All of this goes to perspective: I don’t believe the narrator understands as much as she does but doesn’t understand the rest. If she’s willfully blinding herself to the truth (perhaps out of devotion to her mother), there needs to be much clearer evidence of that.
Now, for tone. I can buy the aw-shucks down-home vernacular, but it seems that this is something the mother has tried to rise above. Why would she not demand the same of her child, especially since she “don’t want me to turn out like her.” (Another way to show how far they’ve risen above their previous station is to have the mother, as she drinks too much when Paul is there, fall back into some of her old speech patterns — slang, accent, verbal tics — something the daughter will notice since her mother has tried to drill those things out of her.)

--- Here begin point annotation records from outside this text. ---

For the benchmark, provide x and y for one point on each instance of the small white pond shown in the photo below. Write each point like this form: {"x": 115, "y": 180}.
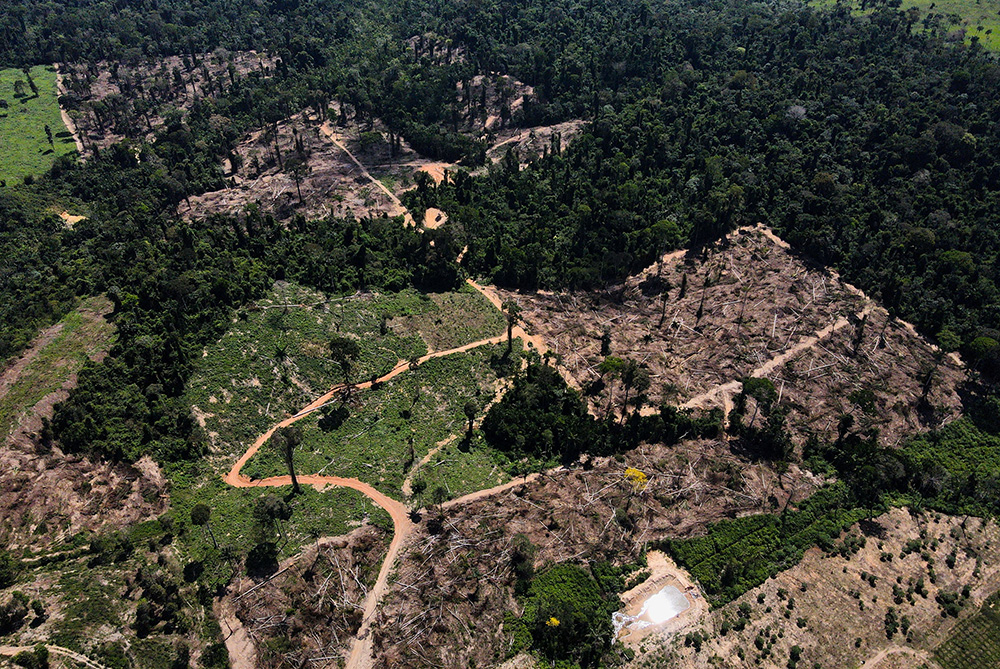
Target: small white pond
{"x": 658, "y": 608}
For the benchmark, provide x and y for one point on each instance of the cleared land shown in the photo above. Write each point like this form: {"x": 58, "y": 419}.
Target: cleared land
{"x": 24, "y": 115}
{"x": 835, "y": 605}
{"x": 389, "y": 427}
{"x": 749, "y": 307}
{"x": 50, "y": 496}
{"x": 109, "y": 102}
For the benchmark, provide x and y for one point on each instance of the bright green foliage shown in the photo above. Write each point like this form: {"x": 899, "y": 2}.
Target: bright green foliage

I also feel as though the turn toward sentimentality undermines the emotional truth of the story. This is about a girl awakening to the truth that her mother turns tricks for a living, and her father may be one of those tricks. Or, alternatively, she is refusing to admit that possibility despite the evidence, and instead she is doubling down on her mother “healing men’s souls.” Right now, the set-up feels more like a gimmick than a genuine situation that is fully imagined and depicted. The mother’s behavior too much resembles the Happy Homemaker Hooker to genuinely reflect the life she lives.
And that’s where I would have the author turn her attention next. This is an incredibly intriguing set-up, and one that naturally inspires pathos. It needs to be imagined more honestly, with less emphasis on the aw-shucks narration and the sentimental treatment of the father issue.